On 7/29/2016 12:48 AM, Andrew Dinn wrote:
It might be worth pointing out at this stage in the discussion that
ACC_SYNTHETIC was never given a hard and fast meaning whose logic
transcends the vagaries of what javac decided to use it for -- citation,
Neal Gafter in a thread I was involved in many years ago on the meaning
of this term:

Said definition:

http://mail.openjdk.java.net/pipermail/compiler-dev/2010-August/002257.html

and explanation:

http://mail.openjdk.java.net/pipermail/compiler-dev/2010-August/002258.html

On the contrary, Neal and I agree on the hard and fast meaning of ACC_SYNTHETIC. The second link says:

"As a simple example, the compiler-provided default constructor is added by the compiler, but it is not synthetic because it is supposed to be visible for the purposes of the language. The synthetic flag was systematically added to precisely those symbols that should not be visible in the language."

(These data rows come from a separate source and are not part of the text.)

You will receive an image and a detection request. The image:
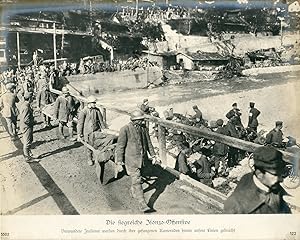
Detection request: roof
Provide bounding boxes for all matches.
[177,51,229,61]
[43,58,68,63]
[142,50,177,57]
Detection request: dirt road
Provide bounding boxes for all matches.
[0,119,215,215]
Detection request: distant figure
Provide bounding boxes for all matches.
[248,102,260,133]
[190,105,203,125]
[226,103,243,127]
[36,83,54,128]
[212,119,229,175]
[116,110,156,212]
[225,117,239,167]
[224,146,291,214]
[140,98,151,114]
[266,121,284,148]
[20,92,39,163]
[77,96,107,166]
[54,87,76,141]
[175,142,192,175]
[32,51,38,66]
[0,83,19,141]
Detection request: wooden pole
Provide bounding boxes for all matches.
[102,108,107,124]
[17,32,21,69]
[158,125,167,164]
[53,23,57,69]
[135,0,139,18]
[50,89,299,163]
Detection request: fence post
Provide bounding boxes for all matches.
[158,124,167,165]
[102,107,107,124]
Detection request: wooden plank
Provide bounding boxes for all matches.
[158,125,167,164]
[0,26,92,36]
[51,89,299,163]
[147,116,299,163]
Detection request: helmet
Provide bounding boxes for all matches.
[87,95,97,103]
[130,110,145,120]
[216,119,224,126]
[61,87,69,93]
[5,83,16,90]
[24,92,33,100]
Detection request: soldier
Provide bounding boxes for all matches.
[140,98,151,114]
[116,110,156,212]
[189,147,215,187]
[190,105,203,124]
[54,87,77,141]
[248,102,260,133]
[36,83,53,128]
[77,96,107,166]
[225,117,239,167]
[224,146,291,214]
[266,121,284,148]
[20,92,39,163]
[0,83,19,141]
[174,142,192,175]
[212,119,229,175]
[226,103,243,127]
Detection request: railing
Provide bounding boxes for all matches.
[50,89,299,163]
[46,89,299,212]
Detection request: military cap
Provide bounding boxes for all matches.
[87,95,97,103]
[24,92,33,100]
[217,119,224,126]
[253,146,285,175]
[61,87,69,93]
[209,120,217,128]
[5,82,16,90]
[130,109,145,120]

The default ctor, specified in JLS 8.8.9, is not present in source code but is nevertheless not marked as ACC_SYNTHETIC. It is the poster child for ACC_MANDATED. In terms of the first link, the default ctor is plainly used for semantic analysis so ACC_SYNTHETIC is inappropriate.

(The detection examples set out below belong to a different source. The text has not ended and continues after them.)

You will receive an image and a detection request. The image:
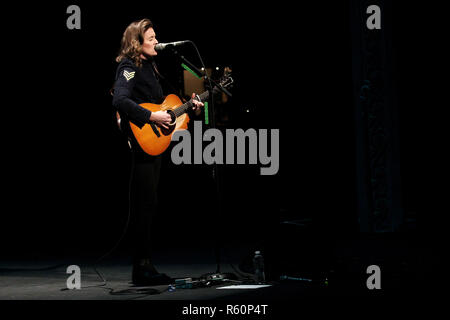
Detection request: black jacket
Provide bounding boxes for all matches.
[112,58,164,133]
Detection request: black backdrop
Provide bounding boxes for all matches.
[2,1,441,262]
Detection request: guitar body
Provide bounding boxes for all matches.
[130,94,189,156]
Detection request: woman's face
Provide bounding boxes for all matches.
[142,28,158,58]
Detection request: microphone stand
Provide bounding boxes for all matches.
[165,45,237,282]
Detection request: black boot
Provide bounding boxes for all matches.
[132,259,174,286]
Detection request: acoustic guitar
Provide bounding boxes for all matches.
[126,75,233,156]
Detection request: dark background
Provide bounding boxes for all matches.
[1,1,448,284]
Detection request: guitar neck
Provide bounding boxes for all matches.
[173,91,209,117]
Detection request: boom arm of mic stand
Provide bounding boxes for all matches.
[170,46,232,98]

The problem is that I can't go back in time to JVMS1 and add ACC_MANDATED to ClassFile.access_flags, field_info.access_flags, and method_info.access_flags. There are some classes, fields, and methods on this Earth marked ACC_SYNTHETIC which "should" be ACC_MANDATED because they're JLS-defined. As we define new class file artifacts, we can specify the ACC_SYNTHETIC mask and the ACC_MANDATED mask to allow more precise recording of "origin".